14. In the case before us, the object of paying the amount to the transfer was to get rid of the assessee's accrued liability to pay of the gratuity to the employees referable to the period when they were in the assessee's services and such payment made to discharge the assessee's liability should be taken as business expenditure. The facts of the present case will fall Bank Limited : [1979]120ITR207(Mad) . In that, case, a bank entered into an agreement with another bank to transfer a substantial part of its business to the latter bank. Under the agreement, the transfer-bank did not undertaken any gratuity liability arising out of the past services rendered by the employer of the transferor bank and any such liability had to be discharged by the transferor bank itself. The transferor bank, therefore, paid a total amount of Rs. 26, 032 to its employees as and by way of gratuity. The assessee claim allowance of this amount either under s. 37(1) or under s. 36(1)(ii) of the Act. This court held that the amount in question, whether as a retrenchment compensation or gratuity, cannot be a sum referred to in s. 36(1)(ii) and cannot be allowed under that provision. However, the court held that since a part of the business of the assessee had been closed down, the payment made in the course of the business as gratuity cannot be disallowed. The payment cannot also be treated as one made at the time of the transfer of the undertaking of the assessee and there, it should be taken as payment allowable under s. 37(1). This view has found favour with the Full Bench of the Kerala High Court in CIT v,. Standard Furniture Co. Ltd : [1979]116ITR751(Ker) .

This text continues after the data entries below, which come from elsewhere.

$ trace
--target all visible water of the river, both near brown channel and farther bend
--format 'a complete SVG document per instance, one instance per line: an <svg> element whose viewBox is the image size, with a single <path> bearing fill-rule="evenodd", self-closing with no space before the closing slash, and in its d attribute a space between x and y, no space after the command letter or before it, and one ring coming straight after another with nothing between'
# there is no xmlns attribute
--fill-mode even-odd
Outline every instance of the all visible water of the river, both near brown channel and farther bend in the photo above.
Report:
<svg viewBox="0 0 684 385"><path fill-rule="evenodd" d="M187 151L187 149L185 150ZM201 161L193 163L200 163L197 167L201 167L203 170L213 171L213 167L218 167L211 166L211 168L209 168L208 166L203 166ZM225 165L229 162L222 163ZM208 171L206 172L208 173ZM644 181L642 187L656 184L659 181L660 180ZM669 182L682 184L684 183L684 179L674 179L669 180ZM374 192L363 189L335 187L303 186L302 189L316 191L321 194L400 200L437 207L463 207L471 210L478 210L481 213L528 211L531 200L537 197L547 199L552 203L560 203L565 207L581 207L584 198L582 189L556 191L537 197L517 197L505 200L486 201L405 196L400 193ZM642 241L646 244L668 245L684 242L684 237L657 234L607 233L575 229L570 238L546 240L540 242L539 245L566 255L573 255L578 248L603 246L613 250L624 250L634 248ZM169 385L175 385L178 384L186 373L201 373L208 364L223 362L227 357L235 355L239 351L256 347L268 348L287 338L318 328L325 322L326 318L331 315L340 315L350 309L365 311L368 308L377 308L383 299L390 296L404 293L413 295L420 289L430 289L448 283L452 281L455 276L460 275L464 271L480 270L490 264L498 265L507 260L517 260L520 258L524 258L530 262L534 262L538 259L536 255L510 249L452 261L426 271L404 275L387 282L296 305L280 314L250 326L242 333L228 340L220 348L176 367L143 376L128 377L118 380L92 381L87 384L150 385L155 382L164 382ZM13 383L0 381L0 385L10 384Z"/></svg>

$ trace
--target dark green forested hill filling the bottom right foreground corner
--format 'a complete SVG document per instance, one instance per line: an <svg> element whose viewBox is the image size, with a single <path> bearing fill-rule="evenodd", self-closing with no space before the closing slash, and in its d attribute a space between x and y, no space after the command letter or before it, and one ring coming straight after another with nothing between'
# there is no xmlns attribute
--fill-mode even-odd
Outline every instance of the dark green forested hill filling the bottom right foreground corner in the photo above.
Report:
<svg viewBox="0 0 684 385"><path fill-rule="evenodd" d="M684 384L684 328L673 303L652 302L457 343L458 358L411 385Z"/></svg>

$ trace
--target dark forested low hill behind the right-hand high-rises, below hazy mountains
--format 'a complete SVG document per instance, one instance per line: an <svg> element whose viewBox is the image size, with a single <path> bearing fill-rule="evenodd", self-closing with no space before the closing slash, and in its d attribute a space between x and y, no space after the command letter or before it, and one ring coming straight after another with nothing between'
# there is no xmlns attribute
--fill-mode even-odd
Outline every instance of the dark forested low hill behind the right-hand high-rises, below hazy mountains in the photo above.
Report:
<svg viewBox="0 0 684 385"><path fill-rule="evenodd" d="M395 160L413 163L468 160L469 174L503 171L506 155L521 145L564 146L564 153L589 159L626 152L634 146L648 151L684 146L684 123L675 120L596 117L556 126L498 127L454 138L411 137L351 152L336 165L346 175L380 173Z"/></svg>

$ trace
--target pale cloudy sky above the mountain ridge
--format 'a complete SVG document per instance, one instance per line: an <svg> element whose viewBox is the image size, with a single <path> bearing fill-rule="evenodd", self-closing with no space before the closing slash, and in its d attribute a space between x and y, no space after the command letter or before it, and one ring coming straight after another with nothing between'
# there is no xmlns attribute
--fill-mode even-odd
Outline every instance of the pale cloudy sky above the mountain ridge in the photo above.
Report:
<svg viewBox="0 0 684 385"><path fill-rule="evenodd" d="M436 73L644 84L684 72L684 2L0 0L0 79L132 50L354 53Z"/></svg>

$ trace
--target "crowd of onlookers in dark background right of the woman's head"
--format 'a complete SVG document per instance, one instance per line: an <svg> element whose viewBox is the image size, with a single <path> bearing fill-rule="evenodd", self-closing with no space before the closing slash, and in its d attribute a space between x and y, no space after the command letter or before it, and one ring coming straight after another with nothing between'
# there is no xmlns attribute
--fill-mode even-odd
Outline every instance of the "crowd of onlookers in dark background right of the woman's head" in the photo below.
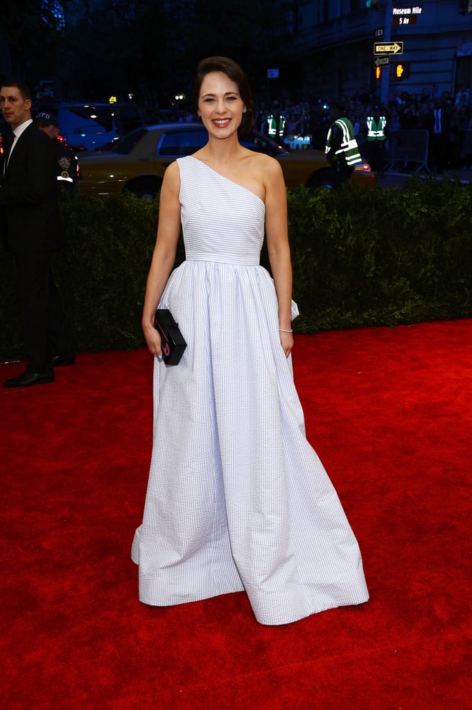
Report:
<svg viewBox="0 0 472 710"><path fill-rule="evenodd" d="M461 87L455 96L449 91L441 92L437 84L431 89L423 89L421 94L398 89L390 95L385 106L367 86L352 97L341 97L341 100L364 159L368 160L369 155L369 118L385 116L385 160L388 159L389 138L391 140L395 131L426 130L429 133L430 168L438 172L446 168L471 168L472 109L466 87ZM255 127L292 149L323 149L330 123L329 99L312 97L293 102L278 98L270 106L259 105Z"/></svg>

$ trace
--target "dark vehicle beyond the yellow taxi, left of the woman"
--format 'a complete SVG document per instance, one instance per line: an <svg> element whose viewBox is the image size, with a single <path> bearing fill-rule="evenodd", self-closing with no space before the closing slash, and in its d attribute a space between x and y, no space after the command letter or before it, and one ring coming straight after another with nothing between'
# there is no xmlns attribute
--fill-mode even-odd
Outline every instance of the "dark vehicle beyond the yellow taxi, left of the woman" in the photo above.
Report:
<svg viewBox="0 0 472 710"><path fill-rule="evenodd" d="M38 103L38 111L52 111L57 116L60 134L74 151L97 151L109 148L114 141L146 124L163 121L157 109L136 104L49 104Z"/></svg>

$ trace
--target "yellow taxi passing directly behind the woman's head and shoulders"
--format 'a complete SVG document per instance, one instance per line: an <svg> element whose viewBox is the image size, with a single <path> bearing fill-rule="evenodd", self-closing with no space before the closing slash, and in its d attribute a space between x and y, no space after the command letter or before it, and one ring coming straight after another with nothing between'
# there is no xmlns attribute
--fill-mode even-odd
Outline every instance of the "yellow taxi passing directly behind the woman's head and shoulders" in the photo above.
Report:
<svg viewBox="0 0 472 710"><path fill-rule="evenodd" d="M202 124L142 126L117 141L113 151L80 156L79 190L84 195L114 195L128 190L140 197L154 197L169 163L191 155L205 143L207 131ZM329 185L329 165L323 151L287 152L258 131L242 143L253 151L273 155L290 189ZM375 173L368 163L361 163L353 180L371 185Z"/></svg>

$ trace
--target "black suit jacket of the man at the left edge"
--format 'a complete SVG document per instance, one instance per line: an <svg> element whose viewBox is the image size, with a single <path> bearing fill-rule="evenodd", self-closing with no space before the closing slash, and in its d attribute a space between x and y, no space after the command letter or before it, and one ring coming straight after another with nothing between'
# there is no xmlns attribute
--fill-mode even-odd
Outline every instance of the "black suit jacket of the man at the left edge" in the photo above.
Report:
<svg viewBox="0 0 472 710"><path fill-rule="evenodd" d="M5 174L0 166L0 209L2 236L12 251L61 245L53 141L35 123L16 141Z"/></svg>

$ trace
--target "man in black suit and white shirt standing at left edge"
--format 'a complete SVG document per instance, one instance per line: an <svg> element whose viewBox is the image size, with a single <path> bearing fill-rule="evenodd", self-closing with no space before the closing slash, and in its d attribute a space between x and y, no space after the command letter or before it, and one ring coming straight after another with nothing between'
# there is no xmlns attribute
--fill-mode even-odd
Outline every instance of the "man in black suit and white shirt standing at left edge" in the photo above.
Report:
<svg viewBox="0 0 472 710"><path fill-rule="evenodd" d="M0 168L0 227L18 267L21 321L26 341L26 372L6 387L31 387L54 380L53 366L74 362L50 266L62 241L57 208L55 151L31 119L25 84L5 80L0 106L12 129L4 138Z"/></svg>

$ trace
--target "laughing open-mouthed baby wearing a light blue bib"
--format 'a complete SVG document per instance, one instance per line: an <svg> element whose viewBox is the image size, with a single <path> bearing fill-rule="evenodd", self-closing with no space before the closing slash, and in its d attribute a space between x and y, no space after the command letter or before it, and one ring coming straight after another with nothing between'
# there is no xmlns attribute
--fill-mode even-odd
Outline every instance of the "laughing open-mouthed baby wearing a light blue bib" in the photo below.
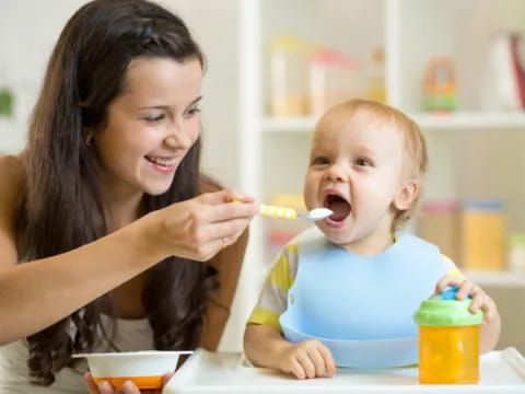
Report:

15. The facts in CIT v. Sales Bank Limited : [1979]120ITR224(Mad) , on which strong reliance is place by the Revenue are, on the other hand, entirely different. In that case, there was a transfer of the entire banking business from one bank to another bank. As per the term of the agreement, the transferee-bank agreed to pay gratuity in respect of certain employees on the basis of the gratuity scheme applicable to them. The transferor-bank paid to the transfer-bank certain amounts to be kept as deposit so that the payment could be made as and when the occasion to pay gratuity arose. The assessee's claim for deduction of the said amount paid to the transfer-bank as an expenditure under s. 36(1)(ii) or under s. 37 of the Act was negatived by the lower authorities but was allowed by the Tribunal. However, when the matter came up before this court, this court held that since the liability arose in the course of carrying on banking business and as the banking business having been completely transferred, the assessee cannot claim deduction of this amount as business either under s. 37 or under s, 36(1)(ii). In taking that view, this court has followed the decision of the Supreme Court in CIT v. Gemini Cashew Sales Corporation : [1967]65ITR643(SC) and the decision of this court in Stanes Motors (Souht Indian) Ltd. v. CIT : [1975]100ITR341(Mad) , which are also cases of closure of business and the payment being claimed as business expenditure after the closure of the business.

16. Therefore, after a due consideration of the matter, we answering the second question in the affirmative and against the Revenue. The direction given by the Tribunal to verify the figures regarded the actual gratuity liability will stand. The assessee will got costs from the Revenue. Counsel's fee Rs. 500 (one set).